L'exploitation des ressources en poisson a également généré l'aménagement d'un grand nombre de pêcheries. Depuis le XIe siècle, les moines de l'abbaye de Saint-Sauveur percevaient dans celles du château des rentes en anguilles tout à fait considérables et l'on sait que le château voisin de Néhou possédait en 1366 cinq pêcheries implantées en amont sur la rivière d'Ouve. Plus bas dans la vallée, entre Liesville et les Ponts-d'Ouve, 15 pêcheries furent également dénombrées au XVIe siècle, soit une en moyenne au kilomètre !

La chasse aux oiseaux se pratiquait aussi de longue date.
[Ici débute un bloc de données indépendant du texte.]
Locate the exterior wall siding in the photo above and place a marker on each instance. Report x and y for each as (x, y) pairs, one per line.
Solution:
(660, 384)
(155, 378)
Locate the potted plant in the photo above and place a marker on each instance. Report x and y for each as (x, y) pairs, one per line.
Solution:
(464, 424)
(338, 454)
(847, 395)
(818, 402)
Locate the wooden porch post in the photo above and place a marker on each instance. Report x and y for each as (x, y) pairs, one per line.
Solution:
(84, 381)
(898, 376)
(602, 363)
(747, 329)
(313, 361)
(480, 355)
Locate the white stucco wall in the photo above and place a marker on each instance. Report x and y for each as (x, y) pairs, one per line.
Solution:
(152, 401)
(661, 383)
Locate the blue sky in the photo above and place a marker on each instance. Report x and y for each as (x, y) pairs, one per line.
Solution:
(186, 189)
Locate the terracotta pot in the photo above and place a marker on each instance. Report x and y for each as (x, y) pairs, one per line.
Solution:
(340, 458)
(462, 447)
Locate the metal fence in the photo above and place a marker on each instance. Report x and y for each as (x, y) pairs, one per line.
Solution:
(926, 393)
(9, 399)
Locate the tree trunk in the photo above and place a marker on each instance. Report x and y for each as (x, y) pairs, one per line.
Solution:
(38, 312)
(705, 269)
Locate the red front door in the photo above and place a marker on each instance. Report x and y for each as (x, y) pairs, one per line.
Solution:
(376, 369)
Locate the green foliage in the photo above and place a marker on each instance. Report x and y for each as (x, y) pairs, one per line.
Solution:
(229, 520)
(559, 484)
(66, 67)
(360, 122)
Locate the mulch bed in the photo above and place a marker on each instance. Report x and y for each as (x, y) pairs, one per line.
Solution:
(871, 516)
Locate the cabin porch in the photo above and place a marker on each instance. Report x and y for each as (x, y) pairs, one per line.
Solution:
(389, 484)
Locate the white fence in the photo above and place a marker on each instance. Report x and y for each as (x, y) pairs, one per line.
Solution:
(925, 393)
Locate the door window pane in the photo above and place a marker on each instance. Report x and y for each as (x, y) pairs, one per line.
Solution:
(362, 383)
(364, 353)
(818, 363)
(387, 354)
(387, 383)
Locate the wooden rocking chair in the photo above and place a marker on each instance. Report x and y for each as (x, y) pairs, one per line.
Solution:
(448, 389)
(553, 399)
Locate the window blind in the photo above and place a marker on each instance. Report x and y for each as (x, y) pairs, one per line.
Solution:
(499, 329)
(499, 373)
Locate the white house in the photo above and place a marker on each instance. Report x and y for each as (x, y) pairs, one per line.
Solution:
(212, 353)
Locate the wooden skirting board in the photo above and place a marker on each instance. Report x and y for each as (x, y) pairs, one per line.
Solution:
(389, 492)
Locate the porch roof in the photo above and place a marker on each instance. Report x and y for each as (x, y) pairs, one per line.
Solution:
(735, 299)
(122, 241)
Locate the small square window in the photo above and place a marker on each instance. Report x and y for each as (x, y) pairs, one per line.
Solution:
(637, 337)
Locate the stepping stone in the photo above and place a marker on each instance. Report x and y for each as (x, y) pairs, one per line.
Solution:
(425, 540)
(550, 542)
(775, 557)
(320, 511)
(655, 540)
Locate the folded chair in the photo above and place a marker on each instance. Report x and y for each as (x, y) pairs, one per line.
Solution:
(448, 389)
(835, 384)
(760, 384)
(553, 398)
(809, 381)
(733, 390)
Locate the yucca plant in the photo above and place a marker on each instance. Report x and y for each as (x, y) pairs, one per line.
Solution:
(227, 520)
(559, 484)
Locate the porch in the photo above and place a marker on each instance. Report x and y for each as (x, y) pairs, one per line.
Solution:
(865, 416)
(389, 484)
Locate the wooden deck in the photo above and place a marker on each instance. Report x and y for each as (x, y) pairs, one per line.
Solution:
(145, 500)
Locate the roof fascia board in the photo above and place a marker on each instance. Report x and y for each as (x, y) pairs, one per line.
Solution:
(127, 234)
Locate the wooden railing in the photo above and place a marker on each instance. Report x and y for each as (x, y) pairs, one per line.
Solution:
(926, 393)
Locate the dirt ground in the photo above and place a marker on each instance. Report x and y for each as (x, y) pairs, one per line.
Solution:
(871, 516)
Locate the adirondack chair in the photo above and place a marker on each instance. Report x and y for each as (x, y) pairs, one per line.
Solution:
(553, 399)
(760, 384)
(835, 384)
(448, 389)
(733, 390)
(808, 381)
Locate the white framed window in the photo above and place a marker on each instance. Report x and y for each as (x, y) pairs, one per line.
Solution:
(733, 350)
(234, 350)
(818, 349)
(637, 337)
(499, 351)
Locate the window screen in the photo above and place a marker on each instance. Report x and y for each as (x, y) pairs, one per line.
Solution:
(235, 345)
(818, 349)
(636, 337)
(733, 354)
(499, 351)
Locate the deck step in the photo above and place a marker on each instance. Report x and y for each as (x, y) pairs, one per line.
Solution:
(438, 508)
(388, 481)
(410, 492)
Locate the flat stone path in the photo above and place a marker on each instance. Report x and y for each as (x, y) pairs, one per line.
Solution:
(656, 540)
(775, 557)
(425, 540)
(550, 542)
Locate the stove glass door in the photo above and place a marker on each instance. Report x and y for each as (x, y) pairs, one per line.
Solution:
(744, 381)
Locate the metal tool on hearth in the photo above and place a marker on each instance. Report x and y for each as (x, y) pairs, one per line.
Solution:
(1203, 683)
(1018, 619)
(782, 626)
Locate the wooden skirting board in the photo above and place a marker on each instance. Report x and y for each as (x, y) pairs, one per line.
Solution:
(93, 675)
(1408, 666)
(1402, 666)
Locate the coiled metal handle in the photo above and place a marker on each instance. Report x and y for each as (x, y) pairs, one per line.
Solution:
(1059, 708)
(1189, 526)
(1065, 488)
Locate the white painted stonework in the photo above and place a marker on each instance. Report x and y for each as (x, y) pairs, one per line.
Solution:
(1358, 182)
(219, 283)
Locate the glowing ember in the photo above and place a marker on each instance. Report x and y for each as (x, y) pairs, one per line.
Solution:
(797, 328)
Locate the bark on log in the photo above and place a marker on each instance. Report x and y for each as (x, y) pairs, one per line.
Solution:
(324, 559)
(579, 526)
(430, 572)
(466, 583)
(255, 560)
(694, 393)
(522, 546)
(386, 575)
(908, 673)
La pratique de la chasse à l'affut dans ce qu'on nomme aujourd'hui des gabions est attesté en 1621 sur le domaine du Homme (aujourd'hui l'Ile-Marie), à Picauville, où le seigneur déclarait détenir des tentes destinées à la "tirerie" des volatiles.

L'appellation du grand marais de la Sangsurière, séparant les communes de Saint-Sauveur et de Doville, nous rappelle également que la pêche des sangsues qui infectaient le secteur fut jadis pratiquée afin de fournir les apothycaires des bourgs voisins. On ne peut s'empêcher de citer ici un passage saisissant du roman "Un Prêtre marié" de Jules Barbey d'Aurevilly : "Ce soir-là, au bord d’une eau qui n’était plus même glauque sous ce ciel éteint, et qu’encaissait une gluante argile aux tons verdâtres, Néel vit une petite fille esseulée, n’ayant qu’un jupon semblable à un pagne et une chemise de chanvre dont ses maigres épaules grandissait les trous… Elle plongeait courageusement une de ses jambes nues dans le gouffre immonde et pêchait aux sangsues, en faisant un appeau aux âpres suceuses de sa chair d’enfant. Elle avait déjà étanché, en se la liant avec du jonc, le sang de son autre jambe, car c’est du sang qu’il faut donner pour avoir de ces bêtes à vendre aux herboristes des bourgs voisins, et pour rapporter à la maison un morceau de pain, qui ne refera pas le sang perdu…"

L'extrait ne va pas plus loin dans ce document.